Dr Abby Dennis, OB-GYN, Ray Rachlin, CPM of Refuge Midwifery, & Maggie Runyon, RNC-OB come together to explore the realities of transferring from a planned homebirth to the hosital.
Hospital transfers are at times a necessary and expected part of thriving homebirth care models. Recognizing this and the unpredictability of birth that will sometimes necessitate a change in plans can prepare us to view a homebirth transfer as a variation of normal rather than a fraught situation to be avoided at all costs.

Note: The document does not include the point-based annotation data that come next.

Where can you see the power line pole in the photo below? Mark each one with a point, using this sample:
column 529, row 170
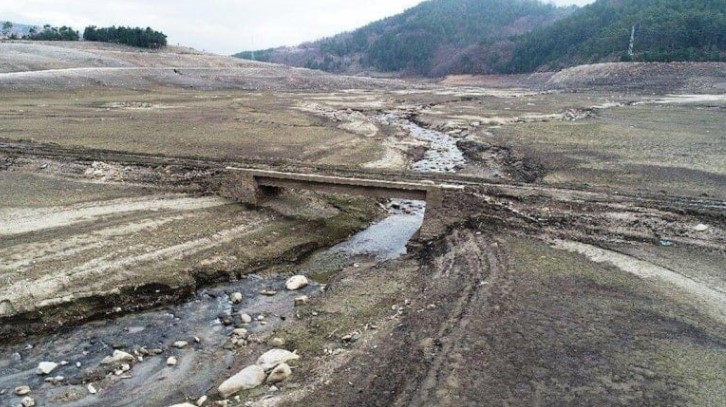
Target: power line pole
column 632, row 42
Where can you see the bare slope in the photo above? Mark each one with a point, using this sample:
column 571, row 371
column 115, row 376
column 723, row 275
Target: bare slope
column 73, row 65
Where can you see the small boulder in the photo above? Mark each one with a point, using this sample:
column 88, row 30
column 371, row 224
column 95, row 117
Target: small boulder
column 700, row 228
column 296, row 282
column 235, row 298
column 274, row 357
column 248, row 378
column 118, row 356
column 246, row 318
column 279, row 374
column 46, row 367
column 239, row 332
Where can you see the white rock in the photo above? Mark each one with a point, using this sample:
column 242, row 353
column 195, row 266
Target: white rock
column 235, row 298
column 239, row 332
column 118, row 356
column 46, row 367
column 248, row 378
column 279, row 374
column 274, row 357
column 296, row 283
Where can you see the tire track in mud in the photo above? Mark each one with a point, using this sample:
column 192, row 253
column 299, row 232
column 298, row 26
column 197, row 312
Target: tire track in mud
column 18, row 257
column 712, row 300
column 112, row 268
column 14, row 221
column 481, row 264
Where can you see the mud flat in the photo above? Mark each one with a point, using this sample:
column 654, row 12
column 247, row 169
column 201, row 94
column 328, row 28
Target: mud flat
column 582, row 263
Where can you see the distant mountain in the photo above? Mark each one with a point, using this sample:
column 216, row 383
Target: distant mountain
column 18, row 29
column 665, row 30
column 442, row 37
column 436, row 37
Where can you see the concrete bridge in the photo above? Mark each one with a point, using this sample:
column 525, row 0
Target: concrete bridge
column 256, row 186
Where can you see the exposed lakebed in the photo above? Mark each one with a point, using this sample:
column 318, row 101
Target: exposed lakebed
column 205, row 322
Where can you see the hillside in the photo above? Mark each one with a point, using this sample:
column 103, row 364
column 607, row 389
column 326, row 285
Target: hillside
column 449, row 37
column 62, row 65
column 436, row 37
column 665, row 30
column 18, row 29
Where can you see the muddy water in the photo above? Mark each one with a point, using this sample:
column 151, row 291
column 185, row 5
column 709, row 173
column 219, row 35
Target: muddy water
column 204, row 322
column 442, row 154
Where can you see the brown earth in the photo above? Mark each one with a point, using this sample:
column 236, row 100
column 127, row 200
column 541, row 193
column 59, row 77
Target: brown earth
column 583, row 262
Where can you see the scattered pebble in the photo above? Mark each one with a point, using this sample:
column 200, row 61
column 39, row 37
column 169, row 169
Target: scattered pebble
column 296, row 282
column 46, row 367
column 274, row 357
column 279, row 374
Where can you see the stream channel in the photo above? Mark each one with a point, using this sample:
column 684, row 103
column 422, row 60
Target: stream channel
column 78, row 351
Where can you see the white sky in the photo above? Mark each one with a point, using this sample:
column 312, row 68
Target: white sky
column 222, row 26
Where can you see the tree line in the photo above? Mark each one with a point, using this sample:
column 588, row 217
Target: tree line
column 135, row 37
column 665, row 31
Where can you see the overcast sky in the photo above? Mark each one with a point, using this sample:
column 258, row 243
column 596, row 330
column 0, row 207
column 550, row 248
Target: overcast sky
column 222, row 26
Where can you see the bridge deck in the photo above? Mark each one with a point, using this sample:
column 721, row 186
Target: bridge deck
column 429, row 192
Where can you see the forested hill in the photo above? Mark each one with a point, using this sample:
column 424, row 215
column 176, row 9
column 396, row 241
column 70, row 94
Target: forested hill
column 441, row 37
column 434, row 38
column 665, row 30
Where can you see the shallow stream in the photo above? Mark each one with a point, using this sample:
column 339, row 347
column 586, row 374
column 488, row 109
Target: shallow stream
column 204, row 322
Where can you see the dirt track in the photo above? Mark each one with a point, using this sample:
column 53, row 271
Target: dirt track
column 583, row 263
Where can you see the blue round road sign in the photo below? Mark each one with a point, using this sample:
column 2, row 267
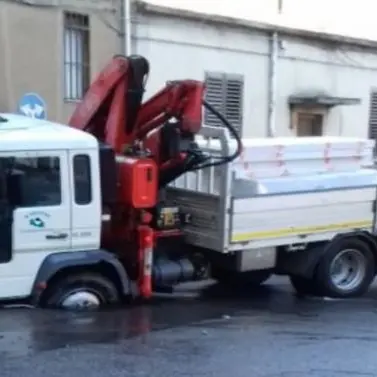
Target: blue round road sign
column 33, row 106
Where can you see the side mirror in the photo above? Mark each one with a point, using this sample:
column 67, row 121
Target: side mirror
column 15, row 185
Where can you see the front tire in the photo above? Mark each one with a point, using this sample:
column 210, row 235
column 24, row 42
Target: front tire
column 86, row 291
column 347, row 269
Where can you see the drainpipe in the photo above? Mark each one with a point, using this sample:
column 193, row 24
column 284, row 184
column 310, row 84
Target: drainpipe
column 125, row 17
column 272, row 84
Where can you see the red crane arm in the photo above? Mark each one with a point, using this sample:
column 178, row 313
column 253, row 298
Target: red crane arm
column 112, row 108
column 179, row 99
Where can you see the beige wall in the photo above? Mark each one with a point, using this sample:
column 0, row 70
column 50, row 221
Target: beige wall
column 31, row 45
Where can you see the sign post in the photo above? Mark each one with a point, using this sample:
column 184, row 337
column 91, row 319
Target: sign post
column 32, row 105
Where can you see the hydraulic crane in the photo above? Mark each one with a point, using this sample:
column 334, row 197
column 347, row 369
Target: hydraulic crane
column 153, row 144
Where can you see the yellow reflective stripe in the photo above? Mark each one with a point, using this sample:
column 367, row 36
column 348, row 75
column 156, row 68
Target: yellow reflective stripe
column 248, row 236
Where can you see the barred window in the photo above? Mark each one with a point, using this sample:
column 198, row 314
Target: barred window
column 225, row 93
column 76, row 55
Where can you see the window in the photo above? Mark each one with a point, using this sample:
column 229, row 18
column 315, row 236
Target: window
column 76, row 55
column 40, row 183
column 225, row 93
column 82, row 179
column 308, row 121
column 373, row 115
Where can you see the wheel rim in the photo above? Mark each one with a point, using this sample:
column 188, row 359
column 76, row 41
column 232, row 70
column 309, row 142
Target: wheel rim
column 348, row 270
column 81, row 299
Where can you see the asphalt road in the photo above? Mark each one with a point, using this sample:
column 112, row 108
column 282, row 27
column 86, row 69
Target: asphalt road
column 214, row 333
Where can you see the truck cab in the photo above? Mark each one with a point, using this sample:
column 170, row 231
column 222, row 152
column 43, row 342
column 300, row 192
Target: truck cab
column 50, row 204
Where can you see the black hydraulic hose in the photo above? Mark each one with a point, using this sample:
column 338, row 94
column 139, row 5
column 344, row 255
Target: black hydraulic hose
column 233, row 132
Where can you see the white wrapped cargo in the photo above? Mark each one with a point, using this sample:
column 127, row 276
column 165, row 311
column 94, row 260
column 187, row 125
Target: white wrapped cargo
column 280, row 192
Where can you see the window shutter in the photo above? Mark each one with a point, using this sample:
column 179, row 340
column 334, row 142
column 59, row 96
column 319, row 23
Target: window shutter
column 373, row 115
column 225, row 93
column 233, row 102
column 215, row 97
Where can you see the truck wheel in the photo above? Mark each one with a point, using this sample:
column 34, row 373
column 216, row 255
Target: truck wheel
column 82, row 291
column 347, row 269
column 304, row 286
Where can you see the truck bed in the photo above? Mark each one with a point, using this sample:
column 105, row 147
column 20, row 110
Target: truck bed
column 231, row 211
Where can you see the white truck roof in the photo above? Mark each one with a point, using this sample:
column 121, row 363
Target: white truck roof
column 18, row 132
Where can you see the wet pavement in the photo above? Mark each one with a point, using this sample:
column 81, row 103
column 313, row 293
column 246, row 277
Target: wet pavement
column 198, row 333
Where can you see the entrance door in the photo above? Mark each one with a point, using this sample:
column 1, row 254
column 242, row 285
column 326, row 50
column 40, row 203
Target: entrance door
column 42, row 222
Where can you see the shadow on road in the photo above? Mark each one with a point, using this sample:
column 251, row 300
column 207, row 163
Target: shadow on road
column 28, row 331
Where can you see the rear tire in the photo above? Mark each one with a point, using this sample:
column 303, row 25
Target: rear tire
column 86, row 291
column 347, row 269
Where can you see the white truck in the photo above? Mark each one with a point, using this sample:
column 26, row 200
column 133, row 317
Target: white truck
column 302, row 207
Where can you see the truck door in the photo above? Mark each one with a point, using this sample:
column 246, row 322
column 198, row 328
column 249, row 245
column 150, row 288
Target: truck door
column 86, row 199
column 41, row 221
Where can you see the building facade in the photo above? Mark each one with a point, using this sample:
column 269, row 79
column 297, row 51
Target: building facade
column 54, row 48
column 269, row 81
column 312, row 84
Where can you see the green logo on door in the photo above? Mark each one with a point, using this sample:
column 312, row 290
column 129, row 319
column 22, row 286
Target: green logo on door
column 37, row 219
column 37, row 222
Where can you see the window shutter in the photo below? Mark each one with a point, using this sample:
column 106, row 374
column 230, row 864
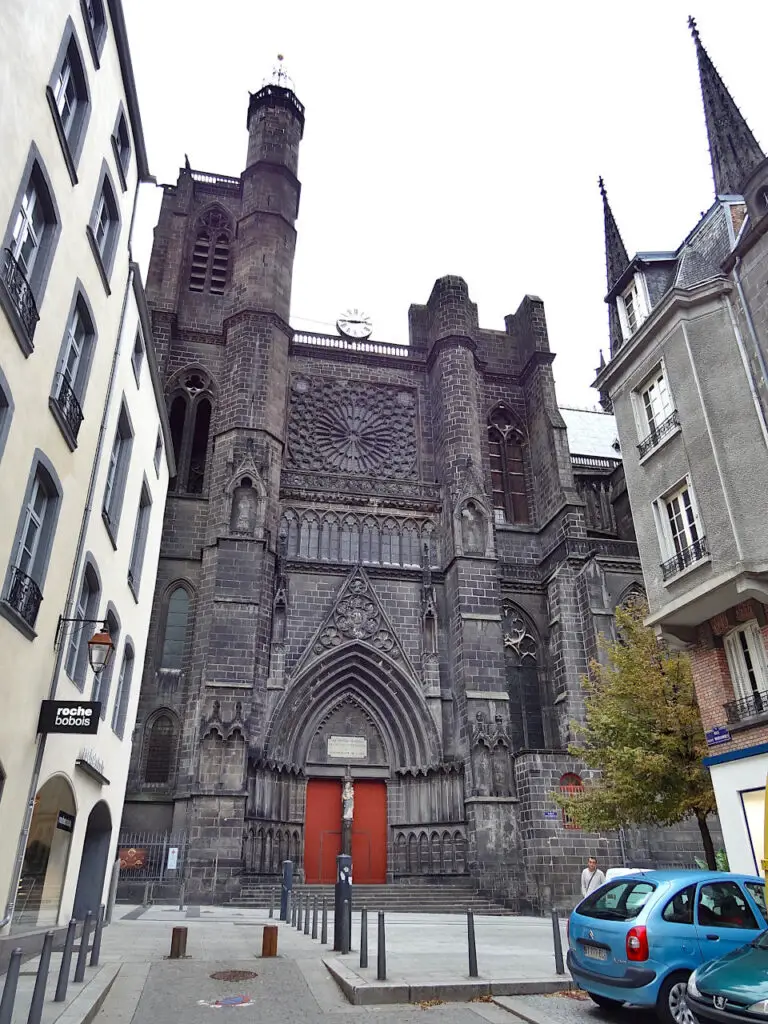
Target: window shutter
column 736, row 666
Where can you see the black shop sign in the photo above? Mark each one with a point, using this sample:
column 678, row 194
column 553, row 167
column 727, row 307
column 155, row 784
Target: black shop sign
column 69, row 716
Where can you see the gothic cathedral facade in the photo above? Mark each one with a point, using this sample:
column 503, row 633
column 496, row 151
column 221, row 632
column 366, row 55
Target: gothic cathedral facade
column 379, row 562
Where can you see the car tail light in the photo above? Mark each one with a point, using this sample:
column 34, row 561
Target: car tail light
column 637, row 943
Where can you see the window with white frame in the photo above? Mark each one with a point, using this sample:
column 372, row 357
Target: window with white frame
column 137, row 355
column 632, row 307
column 74, row 369
column 683, row 541
column 116, row 473
column 123, row 692
column 139, row 540
column 744, row 652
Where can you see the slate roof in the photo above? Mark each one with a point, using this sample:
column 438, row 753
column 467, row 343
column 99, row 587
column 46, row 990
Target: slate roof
column 591, row 432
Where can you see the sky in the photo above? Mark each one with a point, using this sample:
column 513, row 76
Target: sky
column 457, row 136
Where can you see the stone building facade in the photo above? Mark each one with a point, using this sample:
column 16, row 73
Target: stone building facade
column 687, row 381
column 380, row 561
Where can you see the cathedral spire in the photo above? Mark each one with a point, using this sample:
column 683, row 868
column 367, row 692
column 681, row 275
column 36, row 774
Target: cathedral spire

Our biases around homebirth transfers to hospital are often reinforced by negative experiences. Many hospital-based birth professionals are only familiar with homebirth in the context of when things go awry and a transfer is needed, which reinforces a belief that homebirth is unsafe and needlessly risky. Similarly, when community midwives & birthworkers do not have relationships with hospital-based providers outside of the transfer environment there is limited time to establish shared beliefs.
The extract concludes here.